Quick Start for Persisting XML Standards-Compliant Data
August 18, 2008
XML-based standards have emerged in many industries. For instance, there is ACORD in insurance, FIXML in financial services, NIEM in government, and so on.
Are you evaluating options for persisting standards-compliant XML data? If so, you should know about a great resource. As you know, you can freely download IBM DB2, which is a data server for both relational and XML data. Well, IBM has also made available working demos for a number of XML standards, including ACORD, FIXML, FpML, MISMO, NIEM, OTA, TAX1120, TWIST, UNIFI, and more. The demos show end-to-end XML data exchange, together with data retrieval via RESTful Web services, Atom feeds, and XForms.

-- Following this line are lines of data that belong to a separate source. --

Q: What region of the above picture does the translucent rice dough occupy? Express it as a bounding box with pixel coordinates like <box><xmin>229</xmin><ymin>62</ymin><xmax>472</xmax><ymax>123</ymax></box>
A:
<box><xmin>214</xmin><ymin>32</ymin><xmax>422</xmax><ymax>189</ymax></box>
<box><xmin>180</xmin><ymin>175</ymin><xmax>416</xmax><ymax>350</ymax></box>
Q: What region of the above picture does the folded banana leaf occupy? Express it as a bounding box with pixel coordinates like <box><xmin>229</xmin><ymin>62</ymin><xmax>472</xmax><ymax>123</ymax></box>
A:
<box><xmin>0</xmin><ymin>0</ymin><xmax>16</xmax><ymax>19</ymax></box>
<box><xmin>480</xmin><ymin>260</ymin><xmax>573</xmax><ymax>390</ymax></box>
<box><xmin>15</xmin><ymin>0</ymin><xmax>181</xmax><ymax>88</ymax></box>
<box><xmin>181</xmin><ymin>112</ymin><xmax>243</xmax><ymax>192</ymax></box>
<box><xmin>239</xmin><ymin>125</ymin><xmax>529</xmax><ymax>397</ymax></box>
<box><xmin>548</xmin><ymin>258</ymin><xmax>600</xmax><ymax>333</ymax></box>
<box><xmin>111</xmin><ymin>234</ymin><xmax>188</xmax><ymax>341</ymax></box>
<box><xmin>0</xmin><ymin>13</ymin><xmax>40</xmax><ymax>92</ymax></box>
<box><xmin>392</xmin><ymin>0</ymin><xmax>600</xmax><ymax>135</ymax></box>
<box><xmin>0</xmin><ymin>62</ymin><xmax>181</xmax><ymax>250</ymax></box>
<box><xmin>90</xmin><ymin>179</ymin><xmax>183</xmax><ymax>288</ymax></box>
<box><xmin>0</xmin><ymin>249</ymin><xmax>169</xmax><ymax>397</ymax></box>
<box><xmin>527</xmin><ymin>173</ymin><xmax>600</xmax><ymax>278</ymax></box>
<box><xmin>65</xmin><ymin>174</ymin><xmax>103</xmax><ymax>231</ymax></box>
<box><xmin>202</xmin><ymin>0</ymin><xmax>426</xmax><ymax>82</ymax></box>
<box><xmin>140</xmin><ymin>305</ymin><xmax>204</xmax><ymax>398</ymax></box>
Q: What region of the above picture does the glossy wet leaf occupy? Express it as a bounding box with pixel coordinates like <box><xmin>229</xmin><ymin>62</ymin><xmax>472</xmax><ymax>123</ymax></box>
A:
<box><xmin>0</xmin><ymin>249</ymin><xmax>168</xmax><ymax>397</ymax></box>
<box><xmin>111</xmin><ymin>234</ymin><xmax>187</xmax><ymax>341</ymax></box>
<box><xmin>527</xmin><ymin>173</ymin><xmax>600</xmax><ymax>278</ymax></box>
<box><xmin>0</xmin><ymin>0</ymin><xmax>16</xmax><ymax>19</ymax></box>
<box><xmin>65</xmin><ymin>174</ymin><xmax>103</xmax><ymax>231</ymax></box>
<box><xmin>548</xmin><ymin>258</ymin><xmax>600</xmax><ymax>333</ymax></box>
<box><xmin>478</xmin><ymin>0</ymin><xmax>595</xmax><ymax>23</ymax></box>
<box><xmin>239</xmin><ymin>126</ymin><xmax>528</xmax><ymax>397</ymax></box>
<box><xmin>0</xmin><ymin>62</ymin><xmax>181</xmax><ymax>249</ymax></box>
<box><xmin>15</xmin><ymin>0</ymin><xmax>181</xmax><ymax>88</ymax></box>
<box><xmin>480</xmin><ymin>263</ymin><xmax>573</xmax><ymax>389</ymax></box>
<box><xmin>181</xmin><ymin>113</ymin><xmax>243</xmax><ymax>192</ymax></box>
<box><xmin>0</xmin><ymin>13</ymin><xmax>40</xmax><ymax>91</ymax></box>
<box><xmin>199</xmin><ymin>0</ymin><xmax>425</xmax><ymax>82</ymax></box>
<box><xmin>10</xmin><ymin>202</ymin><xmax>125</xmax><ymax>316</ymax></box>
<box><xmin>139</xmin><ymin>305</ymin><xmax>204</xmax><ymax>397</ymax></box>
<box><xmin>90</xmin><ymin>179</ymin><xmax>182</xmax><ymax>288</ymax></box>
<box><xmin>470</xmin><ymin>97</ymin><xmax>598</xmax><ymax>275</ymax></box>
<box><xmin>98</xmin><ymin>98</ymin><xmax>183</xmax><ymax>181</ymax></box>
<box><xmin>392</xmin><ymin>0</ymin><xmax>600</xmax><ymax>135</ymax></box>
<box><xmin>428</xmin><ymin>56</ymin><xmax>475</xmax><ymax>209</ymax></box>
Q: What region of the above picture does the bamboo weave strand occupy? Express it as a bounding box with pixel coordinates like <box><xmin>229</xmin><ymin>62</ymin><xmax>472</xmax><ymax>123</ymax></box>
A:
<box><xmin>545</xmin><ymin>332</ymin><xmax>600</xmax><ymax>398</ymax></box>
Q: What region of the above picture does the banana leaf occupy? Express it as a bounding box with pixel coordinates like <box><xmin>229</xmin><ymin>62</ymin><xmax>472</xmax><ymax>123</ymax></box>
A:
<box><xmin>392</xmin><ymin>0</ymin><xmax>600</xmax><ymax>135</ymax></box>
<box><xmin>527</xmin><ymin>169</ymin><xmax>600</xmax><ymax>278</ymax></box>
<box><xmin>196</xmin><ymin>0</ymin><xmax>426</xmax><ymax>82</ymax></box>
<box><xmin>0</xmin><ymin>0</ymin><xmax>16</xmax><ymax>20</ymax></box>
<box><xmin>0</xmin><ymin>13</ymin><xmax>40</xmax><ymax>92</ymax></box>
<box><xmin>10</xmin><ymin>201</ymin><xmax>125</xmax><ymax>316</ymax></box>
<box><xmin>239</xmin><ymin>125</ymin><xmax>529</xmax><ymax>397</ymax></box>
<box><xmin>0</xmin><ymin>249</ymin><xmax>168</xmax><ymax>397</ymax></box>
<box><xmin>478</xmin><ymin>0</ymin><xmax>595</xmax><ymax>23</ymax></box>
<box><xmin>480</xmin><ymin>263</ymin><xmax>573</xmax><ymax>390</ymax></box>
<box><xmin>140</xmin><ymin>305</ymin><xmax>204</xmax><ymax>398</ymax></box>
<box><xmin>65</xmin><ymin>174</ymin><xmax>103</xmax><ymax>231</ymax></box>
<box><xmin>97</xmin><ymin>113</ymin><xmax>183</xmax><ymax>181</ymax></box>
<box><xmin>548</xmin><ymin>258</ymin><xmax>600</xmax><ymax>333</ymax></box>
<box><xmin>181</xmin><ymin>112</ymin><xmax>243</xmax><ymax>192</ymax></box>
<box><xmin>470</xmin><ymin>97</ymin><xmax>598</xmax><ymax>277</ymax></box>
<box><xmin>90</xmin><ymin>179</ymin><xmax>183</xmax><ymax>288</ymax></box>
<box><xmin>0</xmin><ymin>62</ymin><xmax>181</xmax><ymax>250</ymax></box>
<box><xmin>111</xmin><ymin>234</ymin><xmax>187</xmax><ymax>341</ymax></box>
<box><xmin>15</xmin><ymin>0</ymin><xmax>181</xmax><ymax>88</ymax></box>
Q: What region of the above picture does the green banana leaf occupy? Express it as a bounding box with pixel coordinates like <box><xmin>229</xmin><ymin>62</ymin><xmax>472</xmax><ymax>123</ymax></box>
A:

You can see the demos for yourself at:
http://services.alphaworks.ibm.com/DB2pureXMLDemo/Demo.html
And you can download sample data and demo scripts at:
http://www.alphaworks.ibm.com/tech/purexml/download
Webcast: A primer for storing and retrieving XML data
August 7, 2008
If you are looking for an introduction to the topics of storing and retrieving XML data, this free on-demand webcast is hopefully a good place to start:
On demand Webcast: A primer for storing and retrieving XML data
Native XML Storage Reduces Development Costs
August 5, 2008
I have mentioned quite a few times how native XML storage makes life easier for database administrators and application developers. I thought I’d take a few moments to go into a little more detail.
By storing the XML directly in the database, you avoid the need to shred the XML into a relational schema. Shredding is also know as decomposition. Before shredding, you need to design a relational schema for the data. This can quite often be a laborious process. Sometimes this can be automated with off-the-shelf tools. However, you should keep in mind that the resulting tables will almost certainly need to be carefully examined, and possibly optimized. After designing the relational schema, you then need to set up the environment that actually maps the XML to the relational schema. And finally, you will need to develop and test code for using the data, which is typically quite complex because of the need for unwieldy SQL statements with multiple JOIN statements.
It sounds like there is a significant overhead for shredding XML data into a relational schema. But this is only a part of the story. You also need to consider what happens when the XML schema changes. And XML schema changes are an unfortunate reality for many of us. When the schema changes, it can play havoc with your relational schema, your mapping process, and the code for your applications that use the data. It is in dealing with these updates that many organizations are realizing the greatest gains from adopting native XML storage.
If you want a real-world example of the potential impact of dealing with relational tables for XML data, consider the FpML industry standard. With native XML storage, dealing with FpML messages is as straightforward as storing and retrieving the message. However, if you use shredding to store FpML messages, in some implementations you need to work with more than 475 separate database tables.
Some organizations have measured the impact of native XML storage on the workloads of database administrators and application developers. Here are some of the findings that I am aware of:
- A large European financial services company use DB2 pureXML (pureXML is IBM DB2’s native XML storage feature) to reduce the number of lines of code for writing to and reading from their database by 65%. This reduces the amount of code they must develop, test, and maintain and allows their developers to be more productive.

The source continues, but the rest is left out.